直角三角形の合同条件・相似条件は他の三角形とは少し変わっています。
これは直角三角形には
- 内角の1つが必ず$90°$である。
- 3辺の長さは必ず三平方の定理$a^2+b^2=c^2$を満たす。
合同条件
三角形の合同条件には主に「3組の辺がそれぞれ等しい」、「2組の辺とその間の角がそれぞれ等しい」、「1組の辺との両端の角がそれぞれ等しい」の3つがあります。
これらは直角三角形にも当てはまります。
これらは直角三角形にも当てはまります。
他の三角形と違うのは斜辺の長さがわかったときです。(どれが斜辺かがわかるということは、すでに内角の1つが直角であることがわかっているということでもあります。)
斜辺と他の1組の辺がそれぞれ等しい
直角三角形の斜辺と他の1組の辺の長さがそれぞれ等しいとわかったとき、3組すべての辺の長さがそれぞれ等しいことやその間の角が等しいことがわからなくても合同であることがわかります。
これは三平方の定理によって残りの1組の辺の長さが1つに定まるからです。
これは三平方の定理によって残りの1組の辺の長さが1つに定まるからです。
例えば上図の直角三角形$ABC$の斜辺$AB$の長さ$c$と他の辺$BC$の長さ$a$がわかっているとき、三平方の定理より
\begin{align*}a^2+b^2&=c^2\\[0.5em]b^2=c^2-a^2\\[0.5em]b&=\pm\sqrt{c^2-a^2}\\[0.5em]b&=\sqrt{c^2-a^2}&(\because
b>0)\end{align*}
のように残りの辺$AC$の長さ$b$が1つに定まります。
このように斜辺と他の1辺の長さだけで1つの直角三角形に絞り込むことができます。
この直角三角形の合同条件を「斜辺と他の1辺がそれぞれ等しい」といいます。
ところで、斜辺以外の2組の辺の長さがわかっている場合も同様に三平方の定理から斜辺の長さが1つに定まります。

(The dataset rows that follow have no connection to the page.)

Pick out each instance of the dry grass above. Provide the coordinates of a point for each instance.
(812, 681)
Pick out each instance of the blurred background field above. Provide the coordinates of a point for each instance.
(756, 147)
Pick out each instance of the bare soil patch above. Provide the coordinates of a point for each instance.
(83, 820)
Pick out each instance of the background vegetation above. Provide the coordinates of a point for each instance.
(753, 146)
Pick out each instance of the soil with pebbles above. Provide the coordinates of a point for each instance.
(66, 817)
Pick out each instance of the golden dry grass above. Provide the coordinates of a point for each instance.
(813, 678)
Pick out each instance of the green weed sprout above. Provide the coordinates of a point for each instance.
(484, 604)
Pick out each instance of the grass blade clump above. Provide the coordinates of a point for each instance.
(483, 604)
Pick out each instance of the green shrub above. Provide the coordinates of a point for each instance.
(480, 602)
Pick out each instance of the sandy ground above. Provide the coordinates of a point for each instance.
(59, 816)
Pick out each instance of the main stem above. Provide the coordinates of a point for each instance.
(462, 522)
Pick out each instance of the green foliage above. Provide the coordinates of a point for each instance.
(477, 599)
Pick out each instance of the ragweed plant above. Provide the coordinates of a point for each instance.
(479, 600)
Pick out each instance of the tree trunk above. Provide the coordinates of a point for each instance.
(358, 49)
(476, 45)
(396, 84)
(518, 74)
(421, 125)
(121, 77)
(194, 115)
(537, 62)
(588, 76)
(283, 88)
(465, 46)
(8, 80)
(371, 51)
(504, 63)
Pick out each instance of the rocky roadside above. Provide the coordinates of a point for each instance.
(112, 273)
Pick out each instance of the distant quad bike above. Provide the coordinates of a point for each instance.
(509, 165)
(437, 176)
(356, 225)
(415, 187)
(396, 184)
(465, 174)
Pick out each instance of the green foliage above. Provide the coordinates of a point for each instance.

しかし、どれが斜辺かわかっているのならば斜辺以外の2辺の間の角が直角であることも明らかなので、斜辺以外の2組の辺の場合は「2組の辺とその間の角がそれぞれ等しい」で事足ります。
斜辺と1組の鋭角がそれぞれ等しい
直角三角形の斜辺と1組の鋭角がそれぞれ等しいとわかったとき、もう1組の鋭角が等しいことがわからなくても合同であることがわかります。
これは直角三角形の直角と1つの鋭角の大きさがわかれば残るもう1つの鋭角の大きさが定まるからです。
上図の直角三角形$ABC$の直角$∠C$と鋭角$∠A$がわかっているとき、三角形の内角の和は$180°$であるから
\begin{align*}∠A+∠B+∠C&=180°\\[0.5em]∠B&=180°-(∠A+∠C)\\[0.5em]&=180°-(∠A+90°)\\[0.5em]&=90°-∠A\end{align*}
のように残りの$∠B$の大きさが定まります。
すなわち、斜辺と直角と1つの鋭角の大きさがそれぞれ等しいことがわかれば、「1組の辺とその両端の角がそれぞれ等しい」(あるいはもう1つの合同条件「1組の辺と2組の角がそれぞれ等しい」)を満たしていることになり、合同であるといえます。
この直角三角形の合同条件を「斜辺と1組の鋭角がそれぞれ等しい」といいます。
このように直角三角形には一般的な三角形の合同条件の他に、斜辺と他の1辺か鋭角の1つだけで成り立つ合同条件が存在します。
相似条件
相似条件は合同条件の対応する組の辺の長さがそれぞれ等しいという条件が辺の長さの比が等しいに変わります。
したがって、直角三角形の「斜辺と他の1組の辺がそれぞれ等しい」は、「斜辺と他の1組の辺の比が等しい」となり、「斜辺と1組の鋭角がそれぞれ等しい」は、「(斜辺の比が$a:b$で)1組の鋭角が等しい」となります。